Downlink messages NahYeah

While running my The Things IndustriesTTI) gateway I noticed an exception in the logs every so often

Exception of type 'Microsoft.Azure.Devices.Client.Exceptions.DeviceMessageLockLostException' was thrown.

My client subscribes to Message Queue Telemetry Transport Topics(MQTT) (using MQTTNet) for each TTI Application and establishes a connection (using an Azure DeviceClient) for each TTI Device to an Azure IoT Hub(s).

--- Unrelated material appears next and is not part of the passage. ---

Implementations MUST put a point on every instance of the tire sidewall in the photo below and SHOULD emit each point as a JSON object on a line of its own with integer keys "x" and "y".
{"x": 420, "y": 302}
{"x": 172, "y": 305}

  • v3/{application id}@{tenant id}/devices/{device id}/up
  • v3/{application id}@{tenant id}/devices/{device id}/down/queued
  • v3/{application id}@{tenant id}/devices/{device id}/down/sent
  • v3/{application id}@{tenant id}/devices/{device id}/down/ack
  • v3/{application id}@{tenant id}/devices/{device id}/down/nack
  • v3/{application id}@{tenant id}/devices/{device id}/down/failed

The application subscribes to the queued, ack, nack, and failed topics so the progress of a downlink message can be monitored. For downlink messages the correlation_id “az:LockToken:” contains the message.LockToken so that they can be Abandoned, Completed or Rejected in the MQTT receive messageHandler.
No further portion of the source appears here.